Authors : Lakshmi Ramakrishnan, Shreena Ramanathan, Thilakavathi Subramanian, Diwakar Yadaw, Prabuddhagopal Goswami, Rajatashuvra Adhikary, Venkaiah K, Bitra George, Paranjape R.S.



There is increasing recognition of the importance of clients of FSW as bridge group to HIV transmission. However, there is paucity of evidence that establishes the HIV vulnerabilities or risk among clients in India. The current analysis examines the changes in risk behaviors (condom use), prevalence of HIV and STIs, and the factors associated with condom use behaviors among clients of sex workers in three Indian states using data from a large scale cross-sectional bio-behavioural survey.
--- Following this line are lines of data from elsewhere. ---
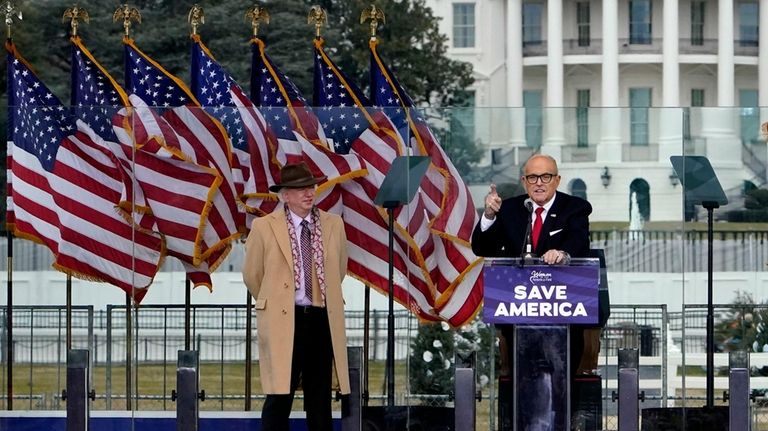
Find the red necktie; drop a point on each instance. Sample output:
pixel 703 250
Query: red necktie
pixel 536 227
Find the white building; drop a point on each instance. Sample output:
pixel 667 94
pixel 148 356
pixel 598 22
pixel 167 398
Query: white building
pixel 617 84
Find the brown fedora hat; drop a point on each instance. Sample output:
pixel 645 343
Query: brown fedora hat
pixel 296 175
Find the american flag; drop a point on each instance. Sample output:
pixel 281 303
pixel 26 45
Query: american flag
pixel 253 146
pixel 459 286
pixel 369 133
pixel 197 212
pixel 78 171
pixel 300 136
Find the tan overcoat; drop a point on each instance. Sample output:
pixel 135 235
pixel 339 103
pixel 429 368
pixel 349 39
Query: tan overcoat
pixel 268 274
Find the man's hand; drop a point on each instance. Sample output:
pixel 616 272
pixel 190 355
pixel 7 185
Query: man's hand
pixel 556 257
pixel 492 203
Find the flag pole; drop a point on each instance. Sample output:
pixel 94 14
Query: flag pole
pixel 127 14
pixel 376 15
pixel 10 13
pixel 9 321
pixel 74 14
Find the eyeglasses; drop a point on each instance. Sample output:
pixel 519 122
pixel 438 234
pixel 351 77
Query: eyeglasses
pixel 545 178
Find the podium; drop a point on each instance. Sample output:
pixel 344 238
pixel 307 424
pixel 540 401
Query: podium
pixel 534 305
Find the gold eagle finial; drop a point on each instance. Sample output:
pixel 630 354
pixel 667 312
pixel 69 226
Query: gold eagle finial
pixel 256 14
pixel 127 14
pixel 376 15
pixel 11 12
pixel 196 17
pixel 318 17
pixel 74 14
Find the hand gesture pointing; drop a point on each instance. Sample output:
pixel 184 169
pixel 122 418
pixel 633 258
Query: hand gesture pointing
pixel 492 203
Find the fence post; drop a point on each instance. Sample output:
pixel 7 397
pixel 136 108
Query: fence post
pixel 738 390
pixel 351 405
pixel 464 392
pixel 78 391
pixel 186 394
pixel 628 390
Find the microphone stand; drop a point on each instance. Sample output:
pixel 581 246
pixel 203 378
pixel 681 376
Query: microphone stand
pixel 527 254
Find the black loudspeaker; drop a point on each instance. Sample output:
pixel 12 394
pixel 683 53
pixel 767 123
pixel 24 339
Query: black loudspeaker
pixel 679 418
pixel 586 403
pixel 408 418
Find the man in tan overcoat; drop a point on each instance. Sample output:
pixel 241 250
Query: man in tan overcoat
pixel 295 260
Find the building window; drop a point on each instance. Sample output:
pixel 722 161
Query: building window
pixel 582 118
pixel 639 102
pixel 748 24
pixel 532 23
pixel 749 116
pixel 463 123
pixel 463 25
pixel 582 22
pixel 533 118
pixel 697 97
pixel 578 188
pixel 640 22
pixel 697 23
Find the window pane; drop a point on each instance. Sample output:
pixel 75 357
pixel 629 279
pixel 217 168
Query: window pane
pixel 748 27
pixel 533 118
pixel 463 25
pixel 640 22
pixel 749 116
pixel 639 101
pixel 697 23
pixel 582 22
pixel 697 97
pixel 582 118
pixel 532 23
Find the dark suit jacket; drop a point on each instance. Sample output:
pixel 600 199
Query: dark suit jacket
pixel 565 228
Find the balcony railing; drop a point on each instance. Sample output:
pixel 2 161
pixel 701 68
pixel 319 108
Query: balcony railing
pixel 628 46
pixel 698 46
pixel 639 153
pixel 572 47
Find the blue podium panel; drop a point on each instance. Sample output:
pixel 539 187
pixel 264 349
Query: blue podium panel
pixel 539 293
pixel 534 305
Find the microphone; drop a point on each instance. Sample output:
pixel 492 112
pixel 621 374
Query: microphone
pixel 527 252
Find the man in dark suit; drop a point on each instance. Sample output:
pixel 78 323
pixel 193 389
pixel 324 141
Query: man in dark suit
pixel 559 231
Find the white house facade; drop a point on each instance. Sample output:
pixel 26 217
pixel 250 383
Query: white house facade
pixel 612 89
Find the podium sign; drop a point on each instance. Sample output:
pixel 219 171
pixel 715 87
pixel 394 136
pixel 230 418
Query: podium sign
pixel 539 293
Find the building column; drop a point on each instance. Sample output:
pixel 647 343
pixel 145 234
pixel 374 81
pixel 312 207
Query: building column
pixel 725 42
pixel 516 112
pixel 671 116
pixel 609 149
pixel 762 62
pixel 718 123
pixel 554 116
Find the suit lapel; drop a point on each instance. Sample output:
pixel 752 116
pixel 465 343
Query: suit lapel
pixel 279 228
pixel 551 220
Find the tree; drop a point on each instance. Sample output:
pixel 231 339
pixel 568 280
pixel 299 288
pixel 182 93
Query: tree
pixel 433 350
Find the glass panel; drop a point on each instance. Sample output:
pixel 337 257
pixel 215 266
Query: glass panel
pixel 463 25
pixel 532 18
pixel 640 17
Data were derived from two rounds of integrated behavioural and biological assessments (IBBA) conducted among clients in the years 2006 and 2009 in Andhra Pradesh, Tamil Nadu and Maharashtra, India. Eligible clients for the survey included men aged 18 years or older who had bought sex from a FSW at least once in the previous month.Two stage probability sampling was used and time location clusters sampling was applied. Consented participants completed structured interviews to collect behavioural data and provided blood and urine samples for HIV, Neisseria gonorrhea, Chlamydia trachomatis, and syphilis testing.


Samples of 4,821 and 4,803 clients were covered in IBBA rounds 1 and 2, respectively. The majority of the clients were literate, ever married and worked as a laborer in two consecutive rounds. Over three fourth of clients had first paid sex before age 25 years. Clients of FSWs had a higher level of condom use during last sex act (AOR-2.5, 95% CI 1.9-3.3) and consistent condom use (AOR-3.1, 95% CI-2.1-3.9) with occasional FSWs during Round 2, compared with Round 1. Clients 24 years or younger (AOR=4.2; 95% CI: 2.9-6.2) were most likely to have reported consistent condom use with FSWs when compared with clients 40 years or older. Clients who reported having sex with other men, were less likely to report consistent condom use (AOR=0.63; 95% CI: 0.4-0.8) with FSWs. Clients who had exposure to messages on STIs or condom use through media advertising were significantly more likely to report consistent condom use with FSWs (AOR=1.6; 95% CI: 1.1-2.3). Logistic regression analysis of factors associated with having an STI indicates that clients having sex with another man have significantly higher likely hood of having an STI (9.1% versus 6.6%; AOR=1.8; 95% CI: 1.1 – 2.9).


The findings strongly suggest improvements in condom use among the bridge population, which is also confirmed by the non-increase in HIV and STI prevalence. Exposure to media messages on STIs and condom have shown to positively influence condom use. These findings have programmatic implications, in that it increases understanding about the sub-populations of bridge populations more at risk and who need to be reached with more tailored interventions.